# [SETUP] 
connect to DuckDB

In [2]:
# Load the extension
%load_ext sql

In [3]:
# Connect to DuckDB
%sql duckdb:///../../tpch.db

In [4]:
%config SqlMagic.displaylimit = 100

In [5]:
%%sql
-- Run a simple show tables
SELECT
  table_name
FROM
  information_schema.tables
WHERE
  table_schema = 'main'

table_name
customer
lineitem
nation
orders
part
partsupp
region
supplier


In [None]:
# If you do not see any tables run the below command (after uncommeting it)
#! python setup.py

# [WHY] CTE (Common Table Expression) can improve readability and reduce code repetition

CTEs make testing complex queries simpler

* A CTE is a select statement that can be reused in a single query. 

* Complex SQL queries often involve multiple sub-queries.

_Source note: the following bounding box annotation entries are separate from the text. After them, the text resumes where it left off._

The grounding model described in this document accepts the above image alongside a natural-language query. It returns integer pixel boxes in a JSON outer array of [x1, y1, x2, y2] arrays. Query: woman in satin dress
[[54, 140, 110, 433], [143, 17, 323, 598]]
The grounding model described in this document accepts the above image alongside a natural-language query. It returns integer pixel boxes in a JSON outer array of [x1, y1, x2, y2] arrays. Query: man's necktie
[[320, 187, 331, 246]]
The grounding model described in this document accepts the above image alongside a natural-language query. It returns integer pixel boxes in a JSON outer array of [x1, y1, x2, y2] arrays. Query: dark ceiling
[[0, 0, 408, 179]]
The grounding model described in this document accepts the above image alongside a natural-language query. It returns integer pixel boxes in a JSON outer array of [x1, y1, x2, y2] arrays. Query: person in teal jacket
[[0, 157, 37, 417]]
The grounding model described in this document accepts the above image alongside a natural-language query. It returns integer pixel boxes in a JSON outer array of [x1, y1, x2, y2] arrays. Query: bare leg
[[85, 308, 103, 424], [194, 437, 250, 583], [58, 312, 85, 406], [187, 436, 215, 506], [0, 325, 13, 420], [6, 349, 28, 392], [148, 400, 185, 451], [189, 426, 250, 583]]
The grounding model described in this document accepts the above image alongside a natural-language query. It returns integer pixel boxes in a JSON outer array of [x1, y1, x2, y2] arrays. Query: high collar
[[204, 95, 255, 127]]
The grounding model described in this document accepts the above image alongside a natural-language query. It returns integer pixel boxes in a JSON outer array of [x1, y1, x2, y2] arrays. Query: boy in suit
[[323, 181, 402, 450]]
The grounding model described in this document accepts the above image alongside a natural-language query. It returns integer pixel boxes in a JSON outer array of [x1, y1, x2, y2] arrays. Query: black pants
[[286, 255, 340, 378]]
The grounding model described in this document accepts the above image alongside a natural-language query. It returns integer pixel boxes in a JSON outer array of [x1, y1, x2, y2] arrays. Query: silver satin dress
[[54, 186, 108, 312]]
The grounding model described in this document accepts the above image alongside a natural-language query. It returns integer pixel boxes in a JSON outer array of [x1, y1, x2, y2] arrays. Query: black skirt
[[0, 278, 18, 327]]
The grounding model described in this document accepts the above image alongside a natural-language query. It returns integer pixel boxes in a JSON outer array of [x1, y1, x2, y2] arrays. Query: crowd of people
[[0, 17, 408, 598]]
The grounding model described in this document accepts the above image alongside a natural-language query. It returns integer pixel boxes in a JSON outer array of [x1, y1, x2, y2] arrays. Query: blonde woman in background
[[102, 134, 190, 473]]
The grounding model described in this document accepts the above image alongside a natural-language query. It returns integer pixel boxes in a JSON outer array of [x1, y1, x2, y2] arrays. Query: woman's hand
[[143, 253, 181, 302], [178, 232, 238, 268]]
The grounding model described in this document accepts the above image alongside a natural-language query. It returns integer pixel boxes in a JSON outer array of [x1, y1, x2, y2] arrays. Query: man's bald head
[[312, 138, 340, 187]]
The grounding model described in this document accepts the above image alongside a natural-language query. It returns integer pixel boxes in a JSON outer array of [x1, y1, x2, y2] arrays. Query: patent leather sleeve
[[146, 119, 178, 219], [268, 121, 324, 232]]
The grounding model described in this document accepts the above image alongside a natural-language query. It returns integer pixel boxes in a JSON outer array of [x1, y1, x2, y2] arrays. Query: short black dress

Multiple sub-queries make the code hard to read.

* Use a Common Table Expression (CTE) to make your queries readable


## [HOW] to define a CTE


### [Example]

In [5]:
%%sql
-- CTE definition
WITH
  supplier_nation_metrics AS ( -- CTE 1 defined using WITH keyword
    SELECT
      n.n_nationkey,
      SUM(l.l_QUANTITY) AS num_supplied_parts
    FROM
      lineitem l
      JOIN supplier s ON l.l_suppkey = s.s_suppkey
      JOIN nation n ON s.s_nationkey = n.n_nationkey
    GROUP BY
      n.n_nationkey
  ),
  buyer_nation_metrics AS ( -- CTE 2 defined just as a name
    SELECT
      n.n_nationkey,
      SUM(l.l_QUANTITY) AS num_purchased_parts
    FROM
      lineitem l
      JOIN orders o ON l.l_orderkey = o.o_orderkey
      JOIN customer c ON o.o_custkey = c.c_custkey
      JOIN nation n ON c.c_nationkey = n.n_nationkey
    GROUP BY
      n.n_nationkey
  )
SELECT -- The final select will not have a comma before it
  n.n_name AS nation_name,
  s.num_supplied_parts,
  b.num_purchased_parts
FROM
  nation n
  LEFT JOIN supplier_nation_metrics s ON n.n_nationkey = s.n_nationkey
  LEFT JOIN buyer_nation_metrics b ON n.n_nationkey = b.n_nationkey
LIMIT 10;

nation_name,num_supplied_parts,num_purchased_parts
ALGERIA,6454691.0,6117618.0
ARGENTINA,6339724.0,6087566.0
BRAZIL,6085551.0,6149174.0
CANADA,6296547.0,6168913.0
EGYPT,6385468.0,6024134.0
ETHIOPIA,5817697.0,6095241.0
FRANCE,6141618.0,6289987.0
GERMANY,6076474.0,6098776.0
INDIA,6347392.0,6102406.0
INDONESIA,6204759.0,6276420.0


### [Exercise] 

Calculate the money lost due to discounts. Use lineitem to get the price of items (without discounts) that are part of an order and compare it to the order.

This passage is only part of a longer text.